Ele também destaca a inexistência de qualquer acordo entre Brasil e Bolívia para importação ou comércio desse tipo de produto. “Não há garantias sanitárias. Os fetos muitas vezes apresentam larvas e odor pútrido, o que eleva ainda mais o risco. Além disso, há relatos de práticas como a indução de aborto nas lhamas, o que fere princípios de bem-estar animal”, explica.

Corumbá: ponto crítico da fronteira

Corumbá se tornou um dos principais pontos de entrada do material ilegal. A cidade faz fronteira seca com Puerto Quijarro e Puerto Suárez, na Bolívia, e o trajeto até o Brasil é feito por uma única via — a rodovia Ramon Gomes, continuação da BR-262.

A região é conhecida por ser rota de tráfico, contrabando e descaminho. Em julho de 2025, a Receita Federal registrou a primeira apreensão do ano: 25 fetos foram encontrados escondidos em sacos com produtos agrícolas, dentro de um ônibus. Em 2024, 175 fetos haviam sido apreendidos e incinerados em apenas uma semana.

Apesar da reincidência, os responsáveis não são presos, e o caso ainda não conta com uma investigação formal estruturada. A Receita Federal classifica as ações como parte de uma atividade clandestina mais ampla, envolvendo transporte irregular de pessoas e bens.

Herança cultural versus legislação sanitária

O caso evidencia o choque entre tradições culturais legítimas e os limites da legislação sanitária e alfandegária brasileira. Especialistas pedem cautela e respeito às crenças dos povos indígenas andinos, mas reforçam que a entrada irregular desses itens representa um risco concreto.
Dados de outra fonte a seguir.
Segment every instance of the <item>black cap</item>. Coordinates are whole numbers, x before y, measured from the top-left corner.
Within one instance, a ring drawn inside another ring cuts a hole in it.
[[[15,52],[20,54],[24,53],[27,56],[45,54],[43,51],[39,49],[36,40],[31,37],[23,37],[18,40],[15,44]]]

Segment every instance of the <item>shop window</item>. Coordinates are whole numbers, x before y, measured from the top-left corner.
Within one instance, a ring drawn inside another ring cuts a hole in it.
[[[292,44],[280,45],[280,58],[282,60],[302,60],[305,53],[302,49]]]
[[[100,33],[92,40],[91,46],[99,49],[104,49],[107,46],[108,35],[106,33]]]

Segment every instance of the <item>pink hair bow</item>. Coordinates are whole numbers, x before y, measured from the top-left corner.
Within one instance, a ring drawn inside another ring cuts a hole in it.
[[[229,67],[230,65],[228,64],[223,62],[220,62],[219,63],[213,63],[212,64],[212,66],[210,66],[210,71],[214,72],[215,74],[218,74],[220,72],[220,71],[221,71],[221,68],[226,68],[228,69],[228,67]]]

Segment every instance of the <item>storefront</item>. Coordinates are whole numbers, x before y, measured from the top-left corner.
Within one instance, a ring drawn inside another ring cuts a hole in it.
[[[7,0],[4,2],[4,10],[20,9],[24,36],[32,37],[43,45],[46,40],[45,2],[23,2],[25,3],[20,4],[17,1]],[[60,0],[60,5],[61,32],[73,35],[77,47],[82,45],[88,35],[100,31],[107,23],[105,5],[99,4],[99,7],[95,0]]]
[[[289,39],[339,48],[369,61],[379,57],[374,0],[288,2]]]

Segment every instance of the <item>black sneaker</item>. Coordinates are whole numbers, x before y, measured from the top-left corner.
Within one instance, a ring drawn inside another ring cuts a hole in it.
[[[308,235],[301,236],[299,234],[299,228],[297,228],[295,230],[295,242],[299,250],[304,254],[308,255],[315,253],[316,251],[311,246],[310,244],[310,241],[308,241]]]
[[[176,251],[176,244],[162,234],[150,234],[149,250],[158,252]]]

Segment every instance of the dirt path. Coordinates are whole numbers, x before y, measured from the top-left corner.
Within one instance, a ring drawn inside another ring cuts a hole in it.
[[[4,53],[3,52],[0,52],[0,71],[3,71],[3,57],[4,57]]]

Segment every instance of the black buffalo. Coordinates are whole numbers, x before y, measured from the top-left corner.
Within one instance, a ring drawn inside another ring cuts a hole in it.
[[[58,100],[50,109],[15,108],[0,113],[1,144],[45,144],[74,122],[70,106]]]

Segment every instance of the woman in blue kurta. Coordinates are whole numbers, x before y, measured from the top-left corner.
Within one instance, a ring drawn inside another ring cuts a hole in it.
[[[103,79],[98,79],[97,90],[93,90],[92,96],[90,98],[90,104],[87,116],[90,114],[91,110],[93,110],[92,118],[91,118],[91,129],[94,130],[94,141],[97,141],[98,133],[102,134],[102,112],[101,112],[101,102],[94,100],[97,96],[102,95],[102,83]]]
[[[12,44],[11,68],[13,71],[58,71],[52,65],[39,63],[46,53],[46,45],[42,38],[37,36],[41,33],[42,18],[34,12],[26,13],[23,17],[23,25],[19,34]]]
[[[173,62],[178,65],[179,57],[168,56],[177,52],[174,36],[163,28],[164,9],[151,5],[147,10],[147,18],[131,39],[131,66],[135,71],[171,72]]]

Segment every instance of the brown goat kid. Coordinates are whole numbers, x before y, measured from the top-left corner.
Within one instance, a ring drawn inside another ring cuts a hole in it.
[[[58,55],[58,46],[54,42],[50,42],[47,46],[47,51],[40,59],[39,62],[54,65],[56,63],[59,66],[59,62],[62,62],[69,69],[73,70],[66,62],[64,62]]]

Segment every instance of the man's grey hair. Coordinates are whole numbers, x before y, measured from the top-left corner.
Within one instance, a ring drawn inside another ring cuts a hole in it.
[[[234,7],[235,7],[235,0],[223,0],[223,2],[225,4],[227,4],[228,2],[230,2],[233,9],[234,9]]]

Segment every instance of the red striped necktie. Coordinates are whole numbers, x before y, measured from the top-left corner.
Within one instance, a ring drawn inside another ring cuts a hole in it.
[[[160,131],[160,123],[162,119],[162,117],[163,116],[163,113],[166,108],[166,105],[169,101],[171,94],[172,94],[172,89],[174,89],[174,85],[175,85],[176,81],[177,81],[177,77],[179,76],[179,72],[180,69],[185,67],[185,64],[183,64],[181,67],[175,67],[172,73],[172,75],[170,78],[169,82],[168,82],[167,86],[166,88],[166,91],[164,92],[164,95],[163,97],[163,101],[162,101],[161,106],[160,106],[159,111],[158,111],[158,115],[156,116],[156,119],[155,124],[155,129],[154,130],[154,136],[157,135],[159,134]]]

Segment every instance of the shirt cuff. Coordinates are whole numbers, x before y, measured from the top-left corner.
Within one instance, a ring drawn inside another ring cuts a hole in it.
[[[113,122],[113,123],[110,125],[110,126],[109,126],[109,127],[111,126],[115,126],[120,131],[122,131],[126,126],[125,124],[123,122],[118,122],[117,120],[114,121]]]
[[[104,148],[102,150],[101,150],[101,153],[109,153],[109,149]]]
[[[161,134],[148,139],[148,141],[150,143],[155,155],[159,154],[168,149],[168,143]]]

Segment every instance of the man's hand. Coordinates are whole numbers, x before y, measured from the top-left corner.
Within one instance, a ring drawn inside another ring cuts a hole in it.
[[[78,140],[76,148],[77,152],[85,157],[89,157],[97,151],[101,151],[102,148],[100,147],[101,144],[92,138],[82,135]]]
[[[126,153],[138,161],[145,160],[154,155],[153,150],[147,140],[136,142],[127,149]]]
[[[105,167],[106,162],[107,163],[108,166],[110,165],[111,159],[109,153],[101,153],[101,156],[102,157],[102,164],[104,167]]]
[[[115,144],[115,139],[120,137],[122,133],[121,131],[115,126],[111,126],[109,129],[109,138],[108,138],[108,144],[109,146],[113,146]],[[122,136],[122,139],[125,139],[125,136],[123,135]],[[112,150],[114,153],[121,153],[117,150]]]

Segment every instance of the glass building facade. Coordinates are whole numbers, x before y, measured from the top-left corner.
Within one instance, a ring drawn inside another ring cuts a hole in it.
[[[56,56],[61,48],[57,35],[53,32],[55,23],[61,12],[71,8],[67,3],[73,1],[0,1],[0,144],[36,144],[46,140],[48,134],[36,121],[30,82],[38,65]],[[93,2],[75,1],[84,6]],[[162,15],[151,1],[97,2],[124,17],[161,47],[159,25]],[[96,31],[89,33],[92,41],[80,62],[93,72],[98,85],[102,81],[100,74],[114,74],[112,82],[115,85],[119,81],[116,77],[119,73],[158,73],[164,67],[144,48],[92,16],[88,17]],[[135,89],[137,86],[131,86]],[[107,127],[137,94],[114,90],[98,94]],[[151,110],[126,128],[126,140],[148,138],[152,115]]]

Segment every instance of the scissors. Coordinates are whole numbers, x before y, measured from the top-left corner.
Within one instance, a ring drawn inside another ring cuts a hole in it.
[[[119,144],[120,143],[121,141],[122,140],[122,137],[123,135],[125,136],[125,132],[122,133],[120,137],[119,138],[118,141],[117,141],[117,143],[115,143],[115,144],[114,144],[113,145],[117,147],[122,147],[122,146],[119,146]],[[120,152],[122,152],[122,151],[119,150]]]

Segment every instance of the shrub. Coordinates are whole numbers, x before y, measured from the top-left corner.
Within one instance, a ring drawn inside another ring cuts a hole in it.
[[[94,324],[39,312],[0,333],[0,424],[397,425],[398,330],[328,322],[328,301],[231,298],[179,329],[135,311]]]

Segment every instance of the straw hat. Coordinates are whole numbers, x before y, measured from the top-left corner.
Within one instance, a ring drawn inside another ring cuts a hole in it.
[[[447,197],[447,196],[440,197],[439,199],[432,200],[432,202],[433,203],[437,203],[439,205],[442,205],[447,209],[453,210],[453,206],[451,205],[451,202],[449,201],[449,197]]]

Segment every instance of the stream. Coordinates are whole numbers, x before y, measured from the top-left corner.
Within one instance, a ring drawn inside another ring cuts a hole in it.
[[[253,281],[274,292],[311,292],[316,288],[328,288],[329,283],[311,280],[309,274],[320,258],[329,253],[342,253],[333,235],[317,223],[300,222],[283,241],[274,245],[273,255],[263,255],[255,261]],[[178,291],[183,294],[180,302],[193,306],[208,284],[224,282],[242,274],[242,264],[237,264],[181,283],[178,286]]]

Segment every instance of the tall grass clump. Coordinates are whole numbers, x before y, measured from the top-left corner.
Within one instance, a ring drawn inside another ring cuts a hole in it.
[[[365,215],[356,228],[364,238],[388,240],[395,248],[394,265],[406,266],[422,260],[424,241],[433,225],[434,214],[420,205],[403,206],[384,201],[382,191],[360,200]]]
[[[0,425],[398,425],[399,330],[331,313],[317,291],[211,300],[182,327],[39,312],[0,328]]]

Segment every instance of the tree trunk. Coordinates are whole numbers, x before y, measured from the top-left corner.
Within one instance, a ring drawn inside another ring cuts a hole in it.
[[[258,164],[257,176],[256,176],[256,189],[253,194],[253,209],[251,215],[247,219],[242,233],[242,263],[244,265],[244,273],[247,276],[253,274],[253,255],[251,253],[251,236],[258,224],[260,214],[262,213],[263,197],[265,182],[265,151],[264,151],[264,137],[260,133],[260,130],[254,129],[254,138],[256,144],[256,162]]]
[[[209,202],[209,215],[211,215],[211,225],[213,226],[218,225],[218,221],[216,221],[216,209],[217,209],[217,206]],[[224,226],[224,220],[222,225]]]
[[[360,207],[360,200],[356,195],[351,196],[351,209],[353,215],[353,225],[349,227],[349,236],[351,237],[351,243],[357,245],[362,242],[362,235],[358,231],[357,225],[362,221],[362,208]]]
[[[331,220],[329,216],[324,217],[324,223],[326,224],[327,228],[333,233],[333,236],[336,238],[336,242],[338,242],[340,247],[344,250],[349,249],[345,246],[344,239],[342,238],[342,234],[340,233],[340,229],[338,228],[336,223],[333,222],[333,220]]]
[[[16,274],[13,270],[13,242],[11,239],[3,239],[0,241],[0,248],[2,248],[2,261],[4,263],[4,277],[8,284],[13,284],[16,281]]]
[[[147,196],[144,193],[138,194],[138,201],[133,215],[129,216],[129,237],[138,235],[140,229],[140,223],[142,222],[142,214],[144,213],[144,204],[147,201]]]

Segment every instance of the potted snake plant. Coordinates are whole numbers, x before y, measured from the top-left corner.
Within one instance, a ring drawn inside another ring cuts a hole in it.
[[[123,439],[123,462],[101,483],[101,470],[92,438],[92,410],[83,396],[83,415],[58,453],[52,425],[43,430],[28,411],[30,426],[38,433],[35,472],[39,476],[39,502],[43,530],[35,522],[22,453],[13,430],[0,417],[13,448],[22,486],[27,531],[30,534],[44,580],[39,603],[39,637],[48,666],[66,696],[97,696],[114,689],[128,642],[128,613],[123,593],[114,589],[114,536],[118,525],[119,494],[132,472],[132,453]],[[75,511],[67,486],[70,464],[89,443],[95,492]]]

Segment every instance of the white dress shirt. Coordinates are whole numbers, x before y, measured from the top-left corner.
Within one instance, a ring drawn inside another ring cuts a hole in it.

Até o momento, os ministérios da Saúde e da Cultura da Bolívia não se manifestaram sobre medidas sanitárias ou sobre o comércio ilegal dos fetos fora do território boliviano.

Enquanto isso, no Brasil, o aumento das apreensões indica que o tema deve continuar sendo foco de vigilância — especialmente em regiões de fronteira onde o sagrado e o ilegal se encontram no mesmo caminho.